Every aspect of theme selection from within the dashboard is new. The design and layout is new, the interface itself is new. It feels very much in line with the way the Customizer works now. It’s faster, easier, and has better aesthetics. The project was led by Matías Ventura.
Other new features and changes
Widget management has been adjusted and improved in WordPress 3.8 to put more focus on sidebars and less on the available widgets. The widgets are also click/tap-to-add now, which makes them much easier for managing on touch devices than the drag and drop method from before.
This is another area that has a feature-as-plugin project of its own in the works, but this is a great change in the meantime.
Responsive theme tags
New tags have been added to the theme search utility to indicate responsive-layout, fluid-layout, and fixed-layout. This has been a requested feature for some time.
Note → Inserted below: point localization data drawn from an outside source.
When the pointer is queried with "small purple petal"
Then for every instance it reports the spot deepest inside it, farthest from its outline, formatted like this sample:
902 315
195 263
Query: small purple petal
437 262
Another new tag for accessibility-ready has also been added.
Theme Screenshot sizes
More for theme developers, theme screenshot sizes have changed again to be 880×660, up from 600×450. This is to account for the new theme experience.
New about page
WordPress shows a page about new releases after upgrades in the dashboard, and for a few releases now these have been quite good. WordPress 3.8’s is no different, and even includes a working admin theme changer. I used some of the images from the new about page in this blog post. Definitely go check it out.
Rapid development cycle
This is the second rapid release cycle for WordPress, and the shortest time between major versions ever. Though with the shift to features-as-plugins driven development, the development cycle (a subtle but significantly different thing than the release cycle) has been a more standard four months. As most readers will know, WordPress 3.8 development started at the same time as WordPress 3.7.
I’m not sure how often this will be done in the future. It appears to me that simultaneous development cycles, while it worked well, may be rather unique to the type of releases WordPress 3.7 and 3.8 have been. I would suspect that in the future, we’ll still see shorter times between release cycles, but perhaps not as often see full-on simultaneous development between major versions.
However, it seems pretty clear that we will see features-as-plugins sometimes span multiple major release cycles as they prepare for the proposal process and core merging. I hope that this makes for a less stressful environment for new contributors to get involved in WordPress core development.
What is the future of WordPress development?
This is definitely a new time for core WordPress development. I imagine it will continue to evolve over several new releases. Long term, I believe it is inevitable that we will start to view releases for WordPress like we do Chrome and Firefox; meaning, I don’t know what version of Chrome I am running. I think that our timelines, eventually, will be much less about what date a version of WordPress was released and more about what date a feature of WordPress was merged.
I think WordPress 3.8 is an outstanding new release, and I offer major congratulations to everyone involved. This project never ceases to amaze me.